Klein’s piece is part of a growing realisation among policy wonks on the American centre-left that a progressive agenda requires acknowledging trade-offs. Clearly there needs to be a similar realisation here in the UK.

This week, government proposals to reform ‘nutrient neutrality’ rules were rejected in the House of Lords. This would have meant clearing a blocker preventing over 100,000 new homes from being built. Despite promises to back ‘builders not blockers,’ Labour buckled at the first sign of a trade-off and helped reject the amendment.

The trade-off itself is actually fairly minor, if not non-existent, in this case. The rules prevent new houses polluting waterways – specifically phosphate levels in wastewater outlays around ecologically vulnerable rivers and conservation sites. But waste from new homes makes a ‘very small’ contribution according to the government. The vast majority of pollution comes from agriculture, followed by existing homes and commercial operations.

In fact, the water firms would still be required to strip out phosphates from wastewater by 2030 and the government had even promised to fund conservation projects to offset the very small amount of additional nutrient discharge in the meantime.

But of course, a slight weakening of environmental protections isn’t necessary in the eyes of trade-off deniers because they believe you can have everything all at once – overzealous environmental regulations, new houses for anyone who wants them, and, of course, economic growth. Labour’s leadership is quickly becoming a band of ‘everything-bagel YIMBYs’.

They are by no means the first everything-bagel YIMBYs and they won’t be the last; very few people, even NIMBYs, are actually against all housebuilding per se. But across the political (and apolitical) spectrum, the problem is precisely that people are desperate to ensure houses can only be built in a way that doesn’t inconvenience them at all.

Serial NIMBY activists, local politicians, and constituency MPs campaign against the disruption and change caused by new houses being built in their areas. Environmentalists can only countenance housebuilding if they conform to an exhaustive list of Net Zero regulations and don’t infringe on an inch of green belt or otherwise protected land. Indeed, many conservative policy wonks (who increasingly recognise the need to build more houses) are often guilty of everything-bagel-ism if proposed developments don’t conform to Roger Scruton’s aesthetic standards.

In Labour’s case, there was always a risk that their YIMBY rhetoric would be diluted by a centre-left wish list. ‘We’re going to build’, says Sir Keir Starmer (terms and conditions apply: must be social housing, built by unionised workers, private developers shouldn’t profit much, environmental regulations cannot change, and must pass our good quality home test).

I have no doubt that Sir Keir sincerely wishes to see more homes built. For one thing, Labour’s electoral position is so dominant that he had very little political incentive to enrage homeowners by adopting YIMBY rhetoric. They also tend to represent younger and city-based voters who want more houses. However, his everything-bagel mindset betrays a fundamental misunderstanding of both NIMBYism and the impact of planning laws.

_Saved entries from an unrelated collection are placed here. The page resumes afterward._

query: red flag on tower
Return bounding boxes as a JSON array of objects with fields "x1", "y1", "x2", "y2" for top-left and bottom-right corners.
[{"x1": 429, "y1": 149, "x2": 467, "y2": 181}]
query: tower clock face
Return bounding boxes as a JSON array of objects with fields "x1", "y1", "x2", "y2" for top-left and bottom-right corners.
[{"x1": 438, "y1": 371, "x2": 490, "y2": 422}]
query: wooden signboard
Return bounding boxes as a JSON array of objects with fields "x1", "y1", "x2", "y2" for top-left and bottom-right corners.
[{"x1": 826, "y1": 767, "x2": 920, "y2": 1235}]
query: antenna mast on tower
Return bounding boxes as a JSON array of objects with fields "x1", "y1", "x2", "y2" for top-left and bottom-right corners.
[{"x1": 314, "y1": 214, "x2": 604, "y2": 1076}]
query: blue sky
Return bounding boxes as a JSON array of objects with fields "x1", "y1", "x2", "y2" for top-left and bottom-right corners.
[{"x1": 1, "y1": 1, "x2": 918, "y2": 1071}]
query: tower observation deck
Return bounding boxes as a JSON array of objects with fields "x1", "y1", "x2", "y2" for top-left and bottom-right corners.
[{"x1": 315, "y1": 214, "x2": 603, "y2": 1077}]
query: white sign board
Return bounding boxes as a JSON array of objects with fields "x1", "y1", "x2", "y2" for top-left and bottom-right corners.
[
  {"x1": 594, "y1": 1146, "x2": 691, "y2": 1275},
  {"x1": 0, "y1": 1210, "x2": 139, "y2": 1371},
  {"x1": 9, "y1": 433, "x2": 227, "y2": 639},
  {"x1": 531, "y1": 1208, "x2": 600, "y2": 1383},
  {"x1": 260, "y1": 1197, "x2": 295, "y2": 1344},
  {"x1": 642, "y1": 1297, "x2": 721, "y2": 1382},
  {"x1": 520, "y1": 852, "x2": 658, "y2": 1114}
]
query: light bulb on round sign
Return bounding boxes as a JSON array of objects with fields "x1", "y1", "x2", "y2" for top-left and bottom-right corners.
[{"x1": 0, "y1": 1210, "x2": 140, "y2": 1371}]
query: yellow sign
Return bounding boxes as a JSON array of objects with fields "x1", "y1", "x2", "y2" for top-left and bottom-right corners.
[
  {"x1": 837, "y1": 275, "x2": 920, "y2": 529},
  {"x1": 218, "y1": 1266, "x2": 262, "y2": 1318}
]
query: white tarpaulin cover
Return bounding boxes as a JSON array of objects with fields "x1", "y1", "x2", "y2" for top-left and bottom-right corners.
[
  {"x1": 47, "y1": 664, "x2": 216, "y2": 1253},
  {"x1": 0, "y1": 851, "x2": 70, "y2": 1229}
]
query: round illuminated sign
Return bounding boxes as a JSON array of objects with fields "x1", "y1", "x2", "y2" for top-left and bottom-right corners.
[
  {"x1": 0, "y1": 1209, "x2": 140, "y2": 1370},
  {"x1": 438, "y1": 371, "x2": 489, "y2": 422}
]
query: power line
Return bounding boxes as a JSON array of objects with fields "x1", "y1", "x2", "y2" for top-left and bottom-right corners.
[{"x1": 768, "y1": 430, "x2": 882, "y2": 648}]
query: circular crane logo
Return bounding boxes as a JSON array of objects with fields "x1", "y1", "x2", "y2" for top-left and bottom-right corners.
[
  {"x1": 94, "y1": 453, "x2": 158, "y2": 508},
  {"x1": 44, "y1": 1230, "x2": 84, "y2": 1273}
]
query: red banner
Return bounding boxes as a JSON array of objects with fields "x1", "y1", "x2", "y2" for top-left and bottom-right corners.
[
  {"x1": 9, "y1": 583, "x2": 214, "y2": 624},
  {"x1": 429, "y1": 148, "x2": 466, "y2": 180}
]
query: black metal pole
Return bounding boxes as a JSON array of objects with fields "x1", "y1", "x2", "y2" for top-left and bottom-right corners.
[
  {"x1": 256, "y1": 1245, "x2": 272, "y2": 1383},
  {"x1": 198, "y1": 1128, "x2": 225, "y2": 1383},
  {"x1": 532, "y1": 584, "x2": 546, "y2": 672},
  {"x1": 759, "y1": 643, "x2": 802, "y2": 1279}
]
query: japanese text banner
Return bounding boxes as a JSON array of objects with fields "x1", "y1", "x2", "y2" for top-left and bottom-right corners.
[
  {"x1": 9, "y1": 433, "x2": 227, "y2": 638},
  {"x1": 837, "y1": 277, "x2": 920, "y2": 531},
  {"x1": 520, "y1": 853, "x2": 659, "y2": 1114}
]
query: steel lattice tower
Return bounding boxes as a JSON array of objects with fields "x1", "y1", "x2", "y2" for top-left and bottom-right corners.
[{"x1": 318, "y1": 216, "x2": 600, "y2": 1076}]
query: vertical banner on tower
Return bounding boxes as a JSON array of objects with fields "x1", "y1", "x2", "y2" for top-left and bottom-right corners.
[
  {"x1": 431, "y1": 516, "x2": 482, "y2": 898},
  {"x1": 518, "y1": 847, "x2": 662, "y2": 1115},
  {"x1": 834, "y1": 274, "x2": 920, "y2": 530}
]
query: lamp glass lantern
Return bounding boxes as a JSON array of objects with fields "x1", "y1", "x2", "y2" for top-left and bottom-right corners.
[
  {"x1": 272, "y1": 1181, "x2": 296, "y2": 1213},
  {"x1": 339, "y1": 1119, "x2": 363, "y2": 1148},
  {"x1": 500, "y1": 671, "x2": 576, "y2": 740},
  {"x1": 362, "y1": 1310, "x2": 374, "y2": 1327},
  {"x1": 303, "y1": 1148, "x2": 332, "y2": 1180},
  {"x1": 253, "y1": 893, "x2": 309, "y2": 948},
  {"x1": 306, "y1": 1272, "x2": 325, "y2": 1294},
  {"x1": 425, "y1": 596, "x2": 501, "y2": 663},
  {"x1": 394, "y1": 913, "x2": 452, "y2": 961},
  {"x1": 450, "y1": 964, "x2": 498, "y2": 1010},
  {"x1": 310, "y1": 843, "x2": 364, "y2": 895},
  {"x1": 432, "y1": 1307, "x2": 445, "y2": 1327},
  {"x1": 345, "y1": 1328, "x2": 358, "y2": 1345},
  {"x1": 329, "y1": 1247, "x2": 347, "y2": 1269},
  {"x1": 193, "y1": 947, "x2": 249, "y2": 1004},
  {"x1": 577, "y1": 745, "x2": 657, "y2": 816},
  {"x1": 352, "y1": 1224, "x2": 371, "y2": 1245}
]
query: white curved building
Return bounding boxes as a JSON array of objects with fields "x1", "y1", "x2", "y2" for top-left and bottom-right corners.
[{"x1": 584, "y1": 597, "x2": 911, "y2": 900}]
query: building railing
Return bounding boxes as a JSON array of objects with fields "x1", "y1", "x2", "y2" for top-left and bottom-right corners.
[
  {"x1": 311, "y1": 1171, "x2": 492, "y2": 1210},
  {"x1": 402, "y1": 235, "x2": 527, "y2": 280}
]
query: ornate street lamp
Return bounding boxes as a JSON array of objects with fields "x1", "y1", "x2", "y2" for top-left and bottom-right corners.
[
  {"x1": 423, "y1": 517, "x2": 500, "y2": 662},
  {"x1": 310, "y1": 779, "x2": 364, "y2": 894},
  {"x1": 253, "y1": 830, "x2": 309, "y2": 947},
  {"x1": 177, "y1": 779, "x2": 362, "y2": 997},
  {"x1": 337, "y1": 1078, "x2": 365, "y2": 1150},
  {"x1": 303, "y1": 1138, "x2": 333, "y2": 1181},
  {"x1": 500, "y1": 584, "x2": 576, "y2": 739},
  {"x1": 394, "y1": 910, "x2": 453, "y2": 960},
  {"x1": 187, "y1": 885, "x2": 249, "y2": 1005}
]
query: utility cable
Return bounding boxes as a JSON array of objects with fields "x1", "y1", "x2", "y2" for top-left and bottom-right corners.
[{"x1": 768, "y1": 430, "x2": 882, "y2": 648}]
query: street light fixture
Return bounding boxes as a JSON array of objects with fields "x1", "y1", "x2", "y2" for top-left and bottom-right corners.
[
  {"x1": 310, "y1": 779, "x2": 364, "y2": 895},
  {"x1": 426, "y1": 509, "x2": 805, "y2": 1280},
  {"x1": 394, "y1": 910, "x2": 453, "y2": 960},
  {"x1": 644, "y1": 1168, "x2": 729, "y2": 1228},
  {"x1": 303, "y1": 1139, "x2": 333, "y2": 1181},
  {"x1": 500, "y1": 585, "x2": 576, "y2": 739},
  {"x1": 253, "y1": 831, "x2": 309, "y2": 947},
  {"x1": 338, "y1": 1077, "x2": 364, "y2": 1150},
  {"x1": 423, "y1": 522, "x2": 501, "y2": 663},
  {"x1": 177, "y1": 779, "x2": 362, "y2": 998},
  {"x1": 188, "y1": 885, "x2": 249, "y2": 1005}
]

It is not the intention underpinning a given regulation that stops houses being built, it’s the cost of compliance combined with projects being evaluated on a case-by-case basis, which gives NIMBY locals and politicians the pretext to object to almost any development they like. This, in turn, slows or halts housebuilding and creates a chilling effect on future building plans. In either case, fewer houses get built and existing homes become more expensive.

Freeing up more land for development and ‘backing builders over blockers’ would be positive steps, but it would do little to solve the issue if Labour adds to the already-extensive list of grounds to halt new developments. What the housing crisis calls for is a permissive planning system and if restrictions are imposed on peoples’ right to build on their own property, they must be simple and consistently applied.

If Labour comes to power at the next election and refuses to accept this reality, it will be the very groups they exist to represent – young people, marginalised groups, the working poor – who continue to suffer at the expense of Britain’s entrenched property-owning class.